Organizations will be required to notify the affected individual, or another organization or governmental institution, as soon as possible after a breach if it believes that body may be able to reduce the risk of or mitigate the harm. For example, a retailer could notify a credit card-issuing bank or law enforcement agency regarding relevant data breaches. The consent of individuals would not be required for such disclosures.
With respect to the recordkeeping requirement, organizations that knowingly fail to report to the OPC or notify affected individuals of a breach that poses a real risk of significant harm, or knowingly fail to maintain a record of all breaches could face fines of up to $100,000.
However, until these provisions come into force, breach reporting will remain voluntary. The OPC urges organizations to report breaches by visiting the OPC’s privacy breaches reporting webpage and notifying affected individuals where appropriate in accordance with the OPC’s breach notification guidelines.
Powers of the OPC and State Farm v Canada (2010)
A complainant or the OPC may apply to the Federal Court for a hearing regarding a matter complained about or referred to in the report the Commissioner issues after her investigation. In 2010, the Federal Court issued a decision which clarified the limits on the OPC’s authority to intervene in private investigations.

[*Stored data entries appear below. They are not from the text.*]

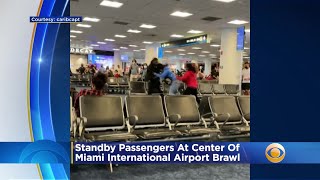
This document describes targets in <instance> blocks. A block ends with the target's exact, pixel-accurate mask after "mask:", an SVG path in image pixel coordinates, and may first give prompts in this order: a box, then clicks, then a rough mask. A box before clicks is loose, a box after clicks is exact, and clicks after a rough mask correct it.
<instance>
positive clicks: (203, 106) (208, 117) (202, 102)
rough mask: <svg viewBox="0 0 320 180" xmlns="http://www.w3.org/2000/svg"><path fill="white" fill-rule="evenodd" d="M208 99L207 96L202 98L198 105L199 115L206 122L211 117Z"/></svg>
mask: <svg viewBox="0 0 320 180" xmlns="http://www.w3.org/2000/svg"><path fill="white" fill-rule="evenodd" d="M209 97H210V96H208V95H205V96H202V98H201V101H200V103H199V108H198V109H199V112H200V115H201V116H202V117H203V118H205V119H206V121H210V118H211V117H212V113H211V109H210V105H209Z"/></svg>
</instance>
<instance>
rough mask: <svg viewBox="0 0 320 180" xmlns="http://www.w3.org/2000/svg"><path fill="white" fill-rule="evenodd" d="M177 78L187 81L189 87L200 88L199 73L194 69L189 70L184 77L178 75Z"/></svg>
mask: <svg viewBox="0 0 320 180" xmlns="http://www.w3.org/2000/svg"><path fill="white" fill-rule="evenodd" d="M177 79H178V80H180V81H182V82H184V83H186V85H187V87H190V88H194V89H197V88H198V82H197V74H196V73H194V72H192V71H187V72H186V73H184V75H183V76H182V77H179V76H177Z"/></svg>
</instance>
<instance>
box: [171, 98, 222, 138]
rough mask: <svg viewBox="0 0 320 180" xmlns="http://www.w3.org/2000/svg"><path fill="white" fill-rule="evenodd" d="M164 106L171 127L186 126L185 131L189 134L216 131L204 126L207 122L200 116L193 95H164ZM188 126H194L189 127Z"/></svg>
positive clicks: (215, 129)
mask: <svg viewBox="0 0 320 180" xmlns="http://www.w3.org/2000/svg"><path fill="white" fill-rule="evenodd" d="M165 107H166V112H167V116H168V124H169V126H170V127H171V128H172V126H174V128H176V127H178V126H184V127H187V128H186V129H185V131H186V132H187V133H188V134H191V135H195V134H199V135H202V134H208V133H214V132H218V131H217V130H216V129H209V128H206V127H207V124H206V122H205V120H204V119H203V118H201V116H200V113H199V110H198V106H197V101H196V98H195V97H194V96H191V95H190V96H183V95H181V96H165ZM190 126H195V127H194V128H190Z"/></svg>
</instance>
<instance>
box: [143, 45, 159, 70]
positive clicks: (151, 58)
mask: <svg viewBox="0 0 320 180" xmlns="http://www.w3.org/2000/svg"><path fill="white" fill-rule="evenodd" d="M159 47H160V44H159V43H154V44H151V45H147V46H146V55H145V62H146V63H147V64H148V65H149V64H150V62H151V60H152V59H153V58H158V48H159Z"/></svg>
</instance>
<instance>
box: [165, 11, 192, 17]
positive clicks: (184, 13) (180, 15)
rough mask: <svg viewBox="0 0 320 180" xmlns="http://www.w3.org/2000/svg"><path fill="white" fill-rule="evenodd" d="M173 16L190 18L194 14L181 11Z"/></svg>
mask: <svg viewBox="0 0 320 180" xmlns="http://www.w3.org/2000/svg"><path fill="white" fill-rule="evenodd" d="M170 15H171V16H177V17H188V16H192V15H193V14H191V13H188V12H181V11H176V12H173V13H171V14H170Z"/></svg>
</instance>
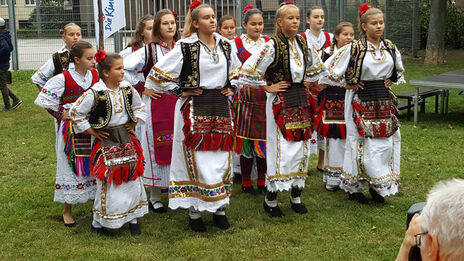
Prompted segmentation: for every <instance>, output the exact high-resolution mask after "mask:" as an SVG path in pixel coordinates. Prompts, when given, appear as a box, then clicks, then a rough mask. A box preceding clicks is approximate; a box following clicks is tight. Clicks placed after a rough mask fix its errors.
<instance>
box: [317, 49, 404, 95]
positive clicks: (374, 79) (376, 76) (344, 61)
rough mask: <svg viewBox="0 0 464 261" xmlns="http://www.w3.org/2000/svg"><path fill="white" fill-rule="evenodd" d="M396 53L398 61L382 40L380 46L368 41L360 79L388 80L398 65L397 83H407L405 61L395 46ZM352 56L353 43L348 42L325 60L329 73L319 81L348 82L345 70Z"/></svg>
mask: <svg viewBox="0 0 464 261" xmlns="http://www.w3.org/2000/svg"><path fill="white" fill-rule="evenodd" d="M395 53H396V61H393V56H392V55H391V54H390V53H389V52H388V51H387V48H386V47H385V45H384V44H383V42H382V41H381V42H380V45H379V47H378V48H377V47H375V45H374V44H372V43H371V42H369V41H367V51H366V56H365V57H364V60H363V64H362V69H361V79H360V80H361V81H375V80H386V79H388V78H389V77H390V76H391V75H392V74H393V67H394V65H396V71H397V73H398V81H397V84H400V83H406V81H405V80H404V75H403V73H404V67H403V62H402V60H401V54H400V52H399V51H398V48H395ZM350 58H351V44H348V45H345V46H344V47H342V48H340V49H339V50H338V51H337V52H336V53H334V54H333V55H332V56H331V57H330V58H329V59H327V61H325V66H326V68H327V70H328V72H329V75H328V76H327V77H324V78H322V79H321V80H320V81H319V83H321V84H329V85H332V86H340V87H344V86H345V84H346V81H345V72H346V69H347V68H348V63H349V62H350Z"/></svg>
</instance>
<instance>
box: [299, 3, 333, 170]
mask: <svg viewBox="0 0 464 261" xmlns="http://www.w3.org/2000/svg"><path fill="white" fill-rule="evenodd" d="M324 23H325V13H324V9H322V7H319V6H314V7H312V8H310V9H308V11H307V13H306V25H307V27H308V29H306V31H305V32H303V33H301V35H302V36H303V37H305V38H306V41H307V43H308V47H310V46H311V45H312V46H313V47H314V49H316V51H317V53H318V54H319V56H320V57H321V59H322V60H323V61H324V57H323V54H324V49H325V48H328V47H330V46H331V44H332V40H333V34H331V33H328V32H325V31H323V29H322V28H323V27H324ZM325 58H326V57H325ZM308 86H309V88H310V91H311V94H312V95H313V98H314V101H315V102H316V104H317V100H318V98H317V96H318V94H319V92H320V90H319V89H318V88H316V86H314V85H313V84H309V85H308ZM317 105H319V104H317ZM316 113H317V110H316ZM311 144H312V145H313V146H311V154H318V155H319V156H318V161H317V167H316V168H317V170H319V171H320V172H323V171H324V147H325V139H324V138H323V137H321V136H318V134H317V131H315V132H314V133H313V136H312V137H311Z"/></svg>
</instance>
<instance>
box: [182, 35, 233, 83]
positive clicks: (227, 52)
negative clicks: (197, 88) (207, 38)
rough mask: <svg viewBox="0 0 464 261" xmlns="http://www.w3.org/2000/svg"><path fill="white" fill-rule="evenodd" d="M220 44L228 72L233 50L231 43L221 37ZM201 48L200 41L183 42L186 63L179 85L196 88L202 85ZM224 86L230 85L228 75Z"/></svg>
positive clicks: (183, 64) (182, 68)
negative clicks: (224, 57)
mask: <svg viewBox="0 0 464 261" xmlns="http://www.w3.org/2000/svg"><path fill="white" fill-rule="evenodd" d="M219 46H220V48H221V49H222V51H223V52H224V55H225V57H226V59H227V72H229V67H230V54H231V51H232V48H231V45H230V43H228V42H226V41H224V40H222V39H221V40H220V41H219ZM200 48H201V43H200V41H196V42H194V43H185V42H184V43H181V49H182V55H183V56H184V63H183V65H182V70H181V73H180V76H179V80H180V83H179V86H181V88H182V89H195V88H199V87H200V68H199V65H200V59H199V57H200ZM224 87H230V81H229V77H227V83H226V86H224Z"/></svg>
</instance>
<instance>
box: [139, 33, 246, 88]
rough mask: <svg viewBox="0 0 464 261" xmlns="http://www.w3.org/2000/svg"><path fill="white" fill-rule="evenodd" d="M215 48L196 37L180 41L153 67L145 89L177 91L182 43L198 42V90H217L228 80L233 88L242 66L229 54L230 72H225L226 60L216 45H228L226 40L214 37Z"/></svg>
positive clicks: (182, 63) (220, 35)
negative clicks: (222, 44)
mask: <svg viewBox="0 0 464 261" xmlns="http://www.w3.org/2000/svg"><path fill="white" fill-rule="evenodd" d="M214 38H215V39H216V47H215V49H214V50H211V49H210V48H209V47H208V46H207V45H206V44H204V43H203V42H202V41H201V40H200V39H199V38H198V36H197V34H193V35H192V36H190V37H188V38H185V39H182V40H180V41H179V42H177V43H176V46H175V47H174V49H172V50H171V51H170V52H169V53H168V54H166V55H165V56H164V57H163V58H161V59H159V61H158V62H157V63H156V64H155V66H153V68H152V69H151V71H150V74H149V75H148V77H147V81H146V82H145V87H146V88H150V89H155V90H158V91H163V92H166V91H169V90H173V89H176V88H178V78H179V76H180V73H181V70H182V65H183V63H184V57H183V54H182V49H181V45H180V43H181V42H187V43H194V42H197V41H200V57H199V73H200V87H201V88H203V89H218V88H222V87H224V86H225V85H226V83H227V80H228V79H229V80H230V81H231V84H232V85H236V79H237V77H238V72H239V70H240V66H241V62H240V60H239V59H238V58H237V56H236V55H233V54H232V53H231V59H230V61H229V63H230V64H229V71H227V59H226V56H225V54H224V52H223V50H222V48H221V47H220V46H219V41H220V40H223V41H227V39H226V38H224V37H222V36H221V35H219V34H217V33H214Z"/></svg>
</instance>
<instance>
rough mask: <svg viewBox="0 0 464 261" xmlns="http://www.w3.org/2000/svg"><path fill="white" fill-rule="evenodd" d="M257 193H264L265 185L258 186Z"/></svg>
mask: <svg viewBox="0 0 464 261" xmlns="http://www.w3.org/2000/svg"><path fill="white" fill-rule="evenodd" d="M258 193H260V194H261V193H264V194H266V186H258Z"/></svg>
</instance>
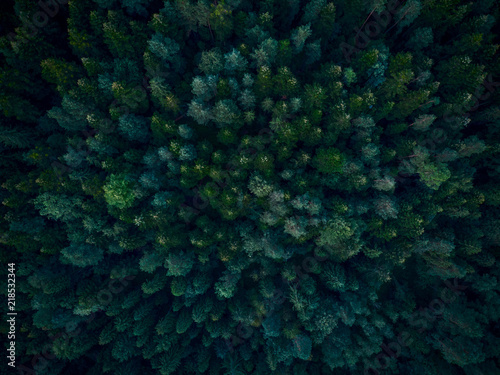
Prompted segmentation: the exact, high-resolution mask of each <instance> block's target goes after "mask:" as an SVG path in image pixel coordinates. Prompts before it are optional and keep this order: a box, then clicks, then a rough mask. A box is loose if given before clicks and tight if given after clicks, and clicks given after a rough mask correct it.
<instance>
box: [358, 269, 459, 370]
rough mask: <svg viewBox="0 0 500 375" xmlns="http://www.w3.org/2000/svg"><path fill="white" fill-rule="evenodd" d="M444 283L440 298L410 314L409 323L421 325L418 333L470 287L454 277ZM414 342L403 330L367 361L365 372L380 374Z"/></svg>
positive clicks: (437, 316) (411, 336)
mask: <svg viewBox="0 0 500 375" xmlns="http://www.w3.org/2000/svg"><path fill="white" fill-rule="evenodd" d="M444 283H445V285H446V286H445V287H444V288H443V289H442V290H441V293H440V295H439V297H440V298H435V299H433V300H432V301H431V302H430V303H429V305H428V307H425V308H423V307H420V308H418V309H417V310H416V311H415V312H414V313H413V314H412V315H411V316H410V319H409V323H410V325H411V326H412V327H419V329H418V333H422V332H424V331H425V330H428V329H429V328H430V327H431V323H433V322H434V321H435V320H436V319H437V318H438V317H439V316H441V315H443V312H444V308H445V305H447V304H451V303H453V302H455V300H456V299H457V296H458V295H460V293H461V292H463V291H465V290H466V289H467V288H468V287H467V286H465V285H460V284H459V280H458V279H453V283H451V282H450V281H449V280H445V281H444ZM413 342H415V338H414V337H413V336H412V334H411V333H410V332H408V331H403V332H401V333H400V334H399V335H398V336H397V339H396V340H395V341H392V342H390V343H389V344H385V343H384V344H382V345H381V348H382V352H380V353H379V354H378V355H377V356H376V357H375V359H373V360H372V361H371V362H370V361H365V370H364V374H365V375H369V374H376V375H379V374H380V371H379V370H384V369H387V368H388V367H389V365H390V362H391V361H392V360H396V359H397V358H398V357H399V356H400V355H401V351H402V349H403V347H408V346H410V345H411V344H412V343H413ZM442 344H443V343H442ZM443 345H445V344H443ZM445 348H446V349H448V353H451V354H452V355H453V356H455V357H456V358H459V356H460V355H461V354H462V353H456V352H455V351H453V349H452V348H450V347H448V346H445ZM464 352H467V350H466V349H464Z"/></svg>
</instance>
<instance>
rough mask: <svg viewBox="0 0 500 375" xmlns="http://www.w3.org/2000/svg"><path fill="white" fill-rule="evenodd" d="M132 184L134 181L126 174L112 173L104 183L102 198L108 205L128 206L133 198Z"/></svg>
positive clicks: (133, 195)
mask: <svg viewBox="0 0 500 375" xmlns="http://www.w3.org/2000/svg"><path fill="white" fill-rule="evenodd" d="M134 186H135V184H134V182H133V181H132V180H131V179H130V178H129V177H127V176H126V175H123V174H118V175H117V174H112V175H111V176H110V177H109V181H108V183H107V184H106V185H104V199H106V202H107V203H108V204H109V205H110V206H115V207H117V208H120V209H124V208H129V207H131V206H132V205H133V204H134V200H135V194H134Z"/></svg>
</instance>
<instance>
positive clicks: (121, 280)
mask: <svg viewBox="0 0 500 375" xmlns="http://www.w3.org/2000/svg"><path fill="white" fill-rule="evenodd" d="M135 277H136V276H134V275H130V276H124V277H122V278H119V279H111V280H109V282H108V284H107V286H106V287H103V288H102V289H100V290H99V292H98V293H97V295H96V297H95V302H97V303H98V304H99V305H100V306H103V307H105V306H107V305H109V304H110V303H111V302H112V301H113V298H114V297H115V295H117V294H118V293H121V292H122V291H123V290H125V288H126V287H127V286H128V285H129V281H131V280H133V279H135ZM99 311H102V310H98V311H97V312H99ZM95 317H96V313H95V312H92V313H91V314H90V315H89V317H88V318H87V319H85V320H84V321H83V323H84V324H89V323H90V322H92V321H93V320H94V319H95ZM78 325H79V323H75V322H68V323H67V324H66V325H65V332H58V333H57V334H56V335H53V334H49V338H50V341H51V342H50V343H47V344H45V345H44V346H43V347H42V349H41V352H38V353H35V355H34V356H33V358H32V359H31V362H30V364H23V365H19V366H17V370H18V373H19V374H20V375H37V374H38V372H39V371H43V370H44V369H46V368H47V366H48V365H49V361H51V360H53V359H55V358H57V357H56V355H55V354H54V353H53V351H52V348H53V345H54V343H55V341H56V340H61V341H63V342H64V343H68V342H69V340H70V339H71V338H74V337H77V336H78V335H79V334H80V333H81V332H82V328H80V327H78ZM29 365H31V368H30V367H28V366H29Z"/></svg>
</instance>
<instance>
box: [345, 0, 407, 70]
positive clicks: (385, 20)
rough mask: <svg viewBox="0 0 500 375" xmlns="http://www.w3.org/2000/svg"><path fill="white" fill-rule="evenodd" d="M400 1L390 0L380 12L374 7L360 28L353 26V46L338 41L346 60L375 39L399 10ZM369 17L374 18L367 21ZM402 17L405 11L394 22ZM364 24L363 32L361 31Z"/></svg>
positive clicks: (361, 49) (397, 21)
mask: <svg viewBox="0 0 500 375" xmlns="http://www.w3.org/2000/svg"><path fill="white" fill-rule="evenodd" d="M401 5H402V2H401V1H399V0H390V1H389V2H388V3H387V9H386V10H384V11H383V12H382V13H378V12H375V9H374V10H372V12H371V13H370V14H369V15H368V17H367V18H366V20H365V22H364V23H363V25H361V27H360V28H358V27H354V31H355V32H356V35H355V37H354V44H355V46H353V45H351V44H349V43H346V42H342V43H340V47H339V48H340V50H341V51H342V54H343V55H344V57H345V59H346V60H347V62H349V63H350V62H351V56H352V55H355V54H357V53H359V52H360V51H361V50H362V49H365V48H366V47H368V45H369V44H370V42H371V41H372V40H373V39H375V38H376V37H377V36H378V35H379V34H380V33H381V32H382V31H383V30H385V28H386V27H387V26H389V24H390V23H391V21H392V18H393V16H394V15H395V14H396V13H397V12H398V11H399V9H400V8H401ZM371 17H373V18H374V21H370V22H367V21H368V20H369V19H370V18H371ZM404 17H406V13H405V14H403V16H402V17H401V18H400V19H399V20H398V21H397V22H396V24H397V23H399V22H400V21H401V20H402V19H403V18H404ZM363 26H364V32H363V30H362V29H363Z"/></svg>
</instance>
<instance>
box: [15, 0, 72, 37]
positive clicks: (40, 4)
mask: <svg viewBox="0 0 500 375" xmlns="http://www.w3.org/2000/svg"><path fill="white" fill-rule="evenodd" d="M66 4H68V0H47V1H43V0H40V1H38V6H39V7H40V10H39V11H37V12H35V13H34V14H33V16H32V17H31V21H29V20H28V19H27V18H26V17H24V16H21V17H20V18H21V22H22V23H23V26H22V30H23V31H24V34H25V35H26V36H20V35H19V34H16V33H9V34H8V35H7V39H8V40H9V41H11V42H20V43H26V42H27V41H28V39H30V38H33V37H34V36H35V35H36V34H38V31H39V29H41V28H43V27H45V26H46V25H47V24H48V23H49V19H50V18H54V17H55V16H56V15H57V14H58V13H59V9H60V7H59V6H60V5H66Z"/></svg>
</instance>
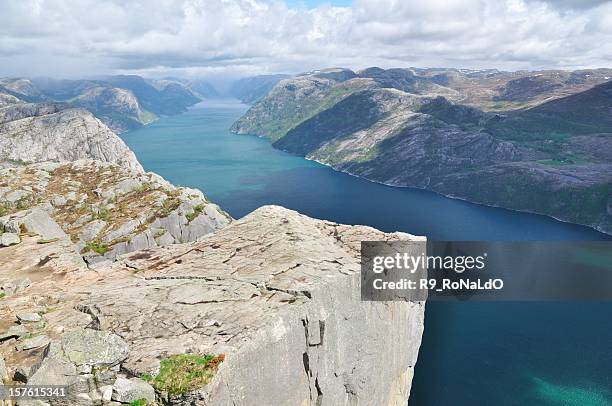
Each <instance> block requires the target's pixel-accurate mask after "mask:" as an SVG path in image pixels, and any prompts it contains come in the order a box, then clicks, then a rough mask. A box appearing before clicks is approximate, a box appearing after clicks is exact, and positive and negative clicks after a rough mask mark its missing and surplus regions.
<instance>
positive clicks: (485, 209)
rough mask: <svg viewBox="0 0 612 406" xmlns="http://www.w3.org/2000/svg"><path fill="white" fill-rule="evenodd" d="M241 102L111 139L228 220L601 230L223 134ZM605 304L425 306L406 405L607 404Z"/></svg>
mask: <svg viewBox="0 0 612 406" xmlns="http://www.w3.org/2000/svg"><path fill="white" fill-rule="evenodd" d="M246 109H247V106H245V105H242V104H240V103H238V102H236V101H233V100H222V101H209V102H205V103H201V104H199V105H197V106H196V107H194V108H192V109H191V110H190V111H188V112H187V113H185V114H182V115H178V116H173V117H167V118H162V119H160V120H159V121H157V122H155V123H153V124H150V125H148V126H145V127H142V128H140V129H137V130H134V131H131V132H128V133H124V134H122V138H123V139H124V141H125V142H126V143H127V144H128V146H129V147H130V148H131V149H132V150H133V151H134V152H135V153H136V156H137V157H138V159H139V161H140V162H141V163H142V165H143V166H144V168H145V169H146V170H148V171H153V172H156V173H159V174H160V175H162V176H163V177H165V178H166V179H168V180H169V181H171V182H173V183H174V184H178V185H182V186H189V187H195V188H199V189H201V190H202V191H204V193H205V194H206V196H208V197H210V199H211V200H212V201H214V202H216V203H218V204H219V205H220V206H221V207H223V208H224V209H226V210H227V211H228V212H229V213H230V214H231V215H232V216H233V217H235V218H240V217H242V216H244V215H245V214H247V213H249V212H251V211H253V210H255V209H256V208H258V207H260V206H261V205H264V204H279V205H282V206H285V207H287V208H290V209H294V210H297V211H299V212H301V213H304V214H307V215H309V216H313V217H316V218H321V219H328V220H332V221H335V222H339V223H347V224H363V225H368V226H372V227H376V228H378V229H380V230H383V231H388V232H392V231H405V232H408V233H411V234H416V235H426V236H427V237H428V238H429V239H434V240H452V239H460V240H478V239H487V240H605V239H610V238H611V237H610V236H607V235H604V234H601V233H598V232H596V231H594V230H592V229H590V228H587V227H583V226H577V225H573V224H569V223H562V222H559V221H556V220H553V219H551V218H548V217H544V216H539V215H533V214H527V213H519V212H512V211H509V210H504V209H498V208H491V207H486V206H480V205H475V204H471V203H468V202H464V201H460V200H453V199H449V198H445V197H442V196H440V195H437V194H435V193H432V192H427V191H422V190H416V189H404V188H393V187H388V186H384V185H379V184H375V183H372V182H369V181H366V180H363V179H358V178H355V177H352V176H349V175H346V174H343V173H339V172H335V171H333V170H332V169H330V168H327V167H325V166H322V165H320V164H317V163H315V162H312V161H308V160H305V159H303V158H300V157H296V156H291V155H289V154H286V153H284V152H281V151H279V150H276V149H274V148H273V147H272V146H271V145H270V143H269V142H268V141H266V140H264V139H260V138H256V137H251V136H243V135H240V136H239V135H233V134H230V133H229V128H230V126H231V125H232V123H233V122H234V121H236V120H237V119H238V118H239V117H240V116H241V115H242V114H243V113H244V112H245V111H246ZM609 311H610V306H609V305H607V304H596V303H594V304H584V303H565V304H558V303H483V304H479V303H435V302H432V303H428V304H427V306H426V321H425V335H424V338H423V344H422V347H421V351H420V354H419V360H418V363H417V366H416V374H415V379H414V383H413V385H412V392H411V397H410V404H411V405H417V406H433V405H459V406H462V405H480V404H490V405H519V404H521V405H527V404H543V405H586V406H589V405H592V406H595V405H597V406H599V405H601V406H603V405H608V404H610V403H609V402H610V401H611V399H612V382H611V381H610V377H611V376H612V349H611V348H610V342H612V319H610V317H609ZM560 354H563V355H560ZM374 373H375V371H374Z"/></svg>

In 2005, a State Farm-insured driver from New Brunswick, Ms Vetter, was involved in a collision with Mr Gaudet. Gaudet advised Vetter and State Farm that he would be commencing legal action against them. In anticipation of that action, State Farm placed Gaudet under covert surveillance. Before initiating his personal injury claim, Gaudet made an access request to State Farm, pursuant to PIPEDA, for all his personal information they had collected, including any covert surveillance and accompanying reports. State Farm denied Gaudet’s request on the grounds that PIPEDA did not apply. Gaudet then lodged a complaint with the OPC, alleging that State Farm was in breach of PIPEDA by refusing him access to his personal information that they had collected without his consent. State Farm then commenced an application in the Federal Court seeking a declaration that OPC did not have the statutory or constitutional authority to investigate, make recommendations or otherwise act upon the complaint of plaintiffs such as Gaudet.
The Federal Court rightly noted that the pivotal issues in this case concerned the interpretation of the phrase “commercial activity” in PIPEDA and the “constitutional authority of Parliament to make PIPEDA applicable beyond the operations of federal works, undertakings or businesses”. State Farm argued that PIPEDA only regulates commercial activity in the private sector and the legal action between State Farm and Gaudet is outside PIPEDA jurisdiction.
The Federal Court ruled that the OPC has “no special expertise in the interpretation” of PIPEDA, which entrusts the Federal Court with that authority.
The Court ruled that the collection of evidence in a tort action such as this does not constitute “commercial activity” for the purposes of PIPEDA, nor could that have been the intention of Parliament because the PIPEDA exists to balance competing interests of privacy and access to necessary information. Accordingly, the Federal Court ruled that investigation and covert surveillance reports are not subject to PIPEDA, and are outside of the jurisdiction of OPC interference.